The total proteins cleaved from the cells were electrophoresed in a 12.5% sodium dodecyl sulfate-polyacrylamide gel electrophoresis (SDS-PAGE). The proteins were transferred to polyvinylidene fluoride membranes (PVDF) and then blocked with 5% fat-free milk powder for 1.5 hours. Next, these membranes were incubated with primary antibody at 4 ℃ overnight and then incubated with secondary antibody at room temperature for 2 h. Enhanced chemiluminescence-plus (ECL-PLUS) reagent (MilliporeSigma, Burlington, MA, USA) was used to visualize the target bands, which were scanned using the BioSpectrum imaging system (UVP; Thermo Fisher Scientific, Waltham, MA, USA). The results were normalized to glyceraldehyde 3-phosphate dehydrogenase (GAPDH) levels.
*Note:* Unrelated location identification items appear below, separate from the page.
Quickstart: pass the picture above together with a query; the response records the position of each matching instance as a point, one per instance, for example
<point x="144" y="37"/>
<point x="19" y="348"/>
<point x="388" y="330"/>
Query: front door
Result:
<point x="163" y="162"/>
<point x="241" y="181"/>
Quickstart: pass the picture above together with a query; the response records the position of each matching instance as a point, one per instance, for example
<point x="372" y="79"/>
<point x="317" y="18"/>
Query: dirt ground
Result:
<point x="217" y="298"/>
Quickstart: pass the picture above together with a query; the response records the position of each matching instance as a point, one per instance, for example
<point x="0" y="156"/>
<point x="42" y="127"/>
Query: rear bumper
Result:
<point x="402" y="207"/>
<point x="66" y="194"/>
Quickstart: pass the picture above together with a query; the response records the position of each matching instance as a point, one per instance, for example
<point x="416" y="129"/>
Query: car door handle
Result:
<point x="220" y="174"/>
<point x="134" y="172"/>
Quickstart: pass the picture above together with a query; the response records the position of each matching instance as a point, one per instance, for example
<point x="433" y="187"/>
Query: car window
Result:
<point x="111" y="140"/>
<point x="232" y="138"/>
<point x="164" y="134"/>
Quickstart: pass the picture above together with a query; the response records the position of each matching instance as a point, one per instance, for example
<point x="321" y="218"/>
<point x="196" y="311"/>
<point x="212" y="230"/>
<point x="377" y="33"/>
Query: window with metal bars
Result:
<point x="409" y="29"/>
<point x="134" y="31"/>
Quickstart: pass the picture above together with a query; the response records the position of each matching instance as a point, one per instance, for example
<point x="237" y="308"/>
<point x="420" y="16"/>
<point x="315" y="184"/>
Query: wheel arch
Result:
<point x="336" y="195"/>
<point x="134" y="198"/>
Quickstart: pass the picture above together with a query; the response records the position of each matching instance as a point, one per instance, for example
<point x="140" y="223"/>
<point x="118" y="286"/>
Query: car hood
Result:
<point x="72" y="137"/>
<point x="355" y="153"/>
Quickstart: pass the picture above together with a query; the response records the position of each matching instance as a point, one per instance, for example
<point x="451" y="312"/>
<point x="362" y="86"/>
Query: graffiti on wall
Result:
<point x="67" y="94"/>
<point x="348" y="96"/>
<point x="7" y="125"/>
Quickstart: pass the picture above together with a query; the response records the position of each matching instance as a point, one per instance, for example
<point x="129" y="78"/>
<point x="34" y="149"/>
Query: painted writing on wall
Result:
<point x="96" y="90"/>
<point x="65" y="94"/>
Following are all the antibodies involved: ERβ (Abcam, ab3576, 1:1,000, Cambridge, UK); IL-8 (Abcam, ab110727, 1:5,000); Bax (Cell Signaling Technology, #14796, 1:1,000, Danvers, MA, USA); Bcl2 (Cell Signaling Technology, #4223, 1:1,000); Cleaved capase3 (Cell Signaling Technology, #9661, 1:1,000); P65 (Cell Signaling Technology, #4764, 1:1,000); Phospho-P65 (p-P65) (Cell Signaling Technology, #3033, 1:1,000); GAPDH (Cell Signaling Technology, #5174, 1:1,000); Phospho-IκBα (p-IκBα) (Abclonal, AP1201, 1:1,000, Wuxi, China); HRP Goat Anti-Rabbit IgG (Abclonal, AS014, 1:5000); and Gat Anti-Mouse IgG (Abcam, ab6789, 1:5,000).

RNA extraction and quantitative real-time polymerase chain reaction (qRT-PCR)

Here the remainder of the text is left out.